1. I suspect that you started from the Minkowski metric $ds^2=(cdt)^2-dx^2$ and you passed it through the Shubert transforms, right?
If this is the case then the calculations are incorrect. A quick examination shows that you missed the fact that $S_i=S_i(x,t,S_j(x,t)$. But this is the least of the problems.

Shubert's transformation, assuming it's well defined (I don't care enough to check)
2. Well, you should. The Shubert crcakpot tranform suffers from some serious drawbacks that make it invalid. Firstly, you cannot prove that the jacobian is non-degenerate. The dependence on the arbitrary synchronization functions $S_i$ and $S_j$ make it possible for the cancellation of determinant of the jacobian over an infinity of points (x,t). Secondly, in order for the covariance of the metric to be preserved under transformation, the jacobian needs to be a unit matrix[1] , a condition that is clearly not satisfied.

leave the components of this metric invariant.
3. The problem is that it doesn't (see above). You should have checked.

In terms of the decomposition $\theta \,\circ\, \Lambda \,\circ\, \theta^{-1}$ of his transformation, $\theta^{-1}$ brings you back to the Minkowski metric,
4. Not if $\theta^{-1}$ does not exist since the jacobian cannot be proven non-degenerate.

the Lorentz transformation $\Lambda$ leaves the Minkowski metric invariant, and $\theta$ takes you back to the metric above. That's the least trivial interpretation of Shubert's transformation that could be considered in any way "correct".
5. Well, they don't. My point all along.

Now that you've got the metric, working out the Christoffel symbols is tedious but straightforward.
6. Here you made another error. The spacetime being flat, the Riemann tensor is null so the Christoffel symbols are all null. [2]. The covariant derivatives reduce to standard derivatives.

If you really need them (as opposed to demanding people do calculations for you in the hope of stalling the thread while you try to get your act together),
7. I had a purpose: to get you to do your homework. Rather than talking down to me, I would hope that you would show some respect and realize not only your errors but also (more importantly) the deficiencies in the Shubert crackpot formalism. For a more detailed description of the shortcomings of the Shubert crackpot formalism , see here.
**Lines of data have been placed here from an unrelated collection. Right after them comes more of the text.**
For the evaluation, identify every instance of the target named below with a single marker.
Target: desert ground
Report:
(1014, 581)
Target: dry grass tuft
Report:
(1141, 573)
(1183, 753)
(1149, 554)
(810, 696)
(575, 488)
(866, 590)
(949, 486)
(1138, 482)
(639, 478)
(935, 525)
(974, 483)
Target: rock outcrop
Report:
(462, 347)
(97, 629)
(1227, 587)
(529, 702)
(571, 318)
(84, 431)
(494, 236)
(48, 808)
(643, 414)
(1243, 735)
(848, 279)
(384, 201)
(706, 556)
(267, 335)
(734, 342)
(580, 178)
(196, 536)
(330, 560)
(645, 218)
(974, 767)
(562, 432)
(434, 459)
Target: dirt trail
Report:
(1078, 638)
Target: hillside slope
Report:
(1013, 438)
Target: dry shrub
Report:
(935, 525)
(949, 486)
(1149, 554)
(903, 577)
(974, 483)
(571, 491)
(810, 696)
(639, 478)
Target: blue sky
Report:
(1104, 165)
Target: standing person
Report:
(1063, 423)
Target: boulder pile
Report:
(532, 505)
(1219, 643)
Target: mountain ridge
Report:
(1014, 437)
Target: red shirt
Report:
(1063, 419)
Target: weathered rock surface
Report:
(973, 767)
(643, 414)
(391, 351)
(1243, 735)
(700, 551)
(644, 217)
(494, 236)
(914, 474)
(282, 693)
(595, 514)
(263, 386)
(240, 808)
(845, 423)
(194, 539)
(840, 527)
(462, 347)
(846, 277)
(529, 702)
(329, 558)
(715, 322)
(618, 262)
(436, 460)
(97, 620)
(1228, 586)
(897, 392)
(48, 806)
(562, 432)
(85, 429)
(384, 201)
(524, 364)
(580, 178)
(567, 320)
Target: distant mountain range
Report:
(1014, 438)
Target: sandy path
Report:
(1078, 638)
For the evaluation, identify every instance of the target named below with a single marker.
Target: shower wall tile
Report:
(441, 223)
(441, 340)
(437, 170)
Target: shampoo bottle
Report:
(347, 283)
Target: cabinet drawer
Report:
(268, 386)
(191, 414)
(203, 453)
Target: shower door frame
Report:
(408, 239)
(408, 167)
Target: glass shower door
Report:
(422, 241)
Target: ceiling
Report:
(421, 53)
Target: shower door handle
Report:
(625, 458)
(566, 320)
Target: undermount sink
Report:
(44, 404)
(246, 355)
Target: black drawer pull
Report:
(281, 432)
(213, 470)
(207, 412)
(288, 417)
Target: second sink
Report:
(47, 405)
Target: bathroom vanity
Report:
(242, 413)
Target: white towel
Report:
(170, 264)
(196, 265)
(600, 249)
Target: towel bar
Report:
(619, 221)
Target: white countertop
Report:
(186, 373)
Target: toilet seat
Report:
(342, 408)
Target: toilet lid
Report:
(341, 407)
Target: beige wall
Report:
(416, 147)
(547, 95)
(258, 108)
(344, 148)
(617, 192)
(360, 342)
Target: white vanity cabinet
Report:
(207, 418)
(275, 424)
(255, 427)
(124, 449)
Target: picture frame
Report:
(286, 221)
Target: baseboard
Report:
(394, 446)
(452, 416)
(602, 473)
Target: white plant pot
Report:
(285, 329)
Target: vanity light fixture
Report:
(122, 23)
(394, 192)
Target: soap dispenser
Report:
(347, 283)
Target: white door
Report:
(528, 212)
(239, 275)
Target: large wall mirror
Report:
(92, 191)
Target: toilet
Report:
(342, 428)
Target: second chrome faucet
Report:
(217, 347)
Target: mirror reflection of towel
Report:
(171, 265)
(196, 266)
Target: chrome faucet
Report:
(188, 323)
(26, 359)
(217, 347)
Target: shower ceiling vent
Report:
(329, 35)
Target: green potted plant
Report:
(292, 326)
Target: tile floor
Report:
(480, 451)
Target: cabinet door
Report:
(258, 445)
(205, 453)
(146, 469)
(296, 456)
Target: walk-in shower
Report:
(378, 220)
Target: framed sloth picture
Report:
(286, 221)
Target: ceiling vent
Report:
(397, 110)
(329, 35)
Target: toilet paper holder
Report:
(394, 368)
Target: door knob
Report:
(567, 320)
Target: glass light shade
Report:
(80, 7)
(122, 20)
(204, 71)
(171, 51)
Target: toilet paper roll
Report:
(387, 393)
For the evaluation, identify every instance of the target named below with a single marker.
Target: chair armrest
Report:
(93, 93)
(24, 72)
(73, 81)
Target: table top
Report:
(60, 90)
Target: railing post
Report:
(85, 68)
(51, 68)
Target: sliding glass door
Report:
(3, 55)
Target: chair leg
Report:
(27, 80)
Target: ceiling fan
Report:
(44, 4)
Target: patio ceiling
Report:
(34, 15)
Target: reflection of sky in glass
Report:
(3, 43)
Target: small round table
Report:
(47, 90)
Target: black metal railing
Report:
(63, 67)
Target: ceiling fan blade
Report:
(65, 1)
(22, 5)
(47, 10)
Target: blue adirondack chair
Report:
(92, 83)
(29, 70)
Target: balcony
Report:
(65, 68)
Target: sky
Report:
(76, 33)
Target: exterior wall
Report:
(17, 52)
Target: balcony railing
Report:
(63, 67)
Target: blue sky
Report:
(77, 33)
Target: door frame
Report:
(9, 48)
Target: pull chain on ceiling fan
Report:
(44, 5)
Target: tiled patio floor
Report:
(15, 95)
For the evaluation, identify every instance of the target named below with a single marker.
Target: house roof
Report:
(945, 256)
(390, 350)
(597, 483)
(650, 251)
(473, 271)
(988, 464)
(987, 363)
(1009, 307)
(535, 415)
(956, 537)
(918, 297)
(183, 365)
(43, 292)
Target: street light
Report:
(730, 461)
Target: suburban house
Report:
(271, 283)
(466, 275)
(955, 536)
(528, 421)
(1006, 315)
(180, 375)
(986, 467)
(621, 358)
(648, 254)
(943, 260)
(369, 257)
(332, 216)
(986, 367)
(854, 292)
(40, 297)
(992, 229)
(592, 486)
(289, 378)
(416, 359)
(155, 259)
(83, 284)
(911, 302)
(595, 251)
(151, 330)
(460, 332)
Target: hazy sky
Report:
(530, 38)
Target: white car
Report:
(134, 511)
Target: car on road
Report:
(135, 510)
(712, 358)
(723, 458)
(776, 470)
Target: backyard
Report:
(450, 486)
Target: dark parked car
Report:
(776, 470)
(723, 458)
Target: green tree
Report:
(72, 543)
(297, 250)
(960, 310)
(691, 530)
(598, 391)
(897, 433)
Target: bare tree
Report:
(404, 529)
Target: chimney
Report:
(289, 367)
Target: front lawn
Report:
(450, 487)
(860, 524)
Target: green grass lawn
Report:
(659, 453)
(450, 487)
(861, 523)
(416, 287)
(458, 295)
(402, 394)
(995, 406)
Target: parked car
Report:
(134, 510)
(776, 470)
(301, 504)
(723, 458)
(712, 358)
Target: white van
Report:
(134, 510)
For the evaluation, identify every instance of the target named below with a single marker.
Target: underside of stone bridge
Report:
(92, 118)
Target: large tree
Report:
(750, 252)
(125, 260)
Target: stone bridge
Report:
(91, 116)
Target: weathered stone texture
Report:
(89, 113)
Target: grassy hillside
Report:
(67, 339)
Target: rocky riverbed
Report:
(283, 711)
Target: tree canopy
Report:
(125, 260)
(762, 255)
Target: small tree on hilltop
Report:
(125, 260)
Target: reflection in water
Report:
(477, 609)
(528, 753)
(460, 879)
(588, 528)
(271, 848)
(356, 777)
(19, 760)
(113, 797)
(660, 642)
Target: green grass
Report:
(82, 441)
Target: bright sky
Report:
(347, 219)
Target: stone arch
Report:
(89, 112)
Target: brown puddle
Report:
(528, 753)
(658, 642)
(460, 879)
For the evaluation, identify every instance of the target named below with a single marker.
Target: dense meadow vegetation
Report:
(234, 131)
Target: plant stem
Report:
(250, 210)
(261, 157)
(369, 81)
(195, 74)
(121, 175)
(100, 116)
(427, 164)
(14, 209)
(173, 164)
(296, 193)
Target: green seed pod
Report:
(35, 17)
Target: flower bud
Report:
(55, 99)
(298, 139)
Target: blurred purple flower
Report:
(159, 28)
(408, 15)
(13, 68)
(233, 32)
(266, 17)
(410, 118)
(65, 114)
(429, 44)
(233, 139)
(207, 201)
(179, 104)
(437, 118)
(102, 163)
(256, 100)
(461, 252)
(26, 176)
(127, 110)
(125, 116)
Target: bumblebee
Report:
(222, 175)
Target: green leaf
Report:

[1] C. Moller, Theory of relativity (pp.94-96)
[2] C. Moller, Theory of relativity (pp.377)

18. Originally Posted by Tach
I would hope that you would show some respect and realize not only your errors but also (more importantly) the deficiencies in the Shubert crackpot formalism.

It is clearly obvious Sir Knight that you are asking for something that is impossible. The persons seemingly most capable of judging my paper are actually most incapable of doing so fairly. They don't want to be ostracized by the community that greatly reveres Albert Einstein.

19. Originally Posted by Eugene Shubert
It is clearly obvious Sir Knight that you are asking for something that is impossible. The persons seemingly most capable of judging my paper are actually most incapable of doing so fairly. They don't want to be ostracized by the community that greatly reveres Albert Einstein.
They revere Einstein for good reason: his theory is correct. Yours is not.

20. Originally Posted by Tach
They revere Einstein for good reason: his theory is correct. Yours is not.

Keep believing that Sir Knight. You just might prod the pompous to reveal a little backbone.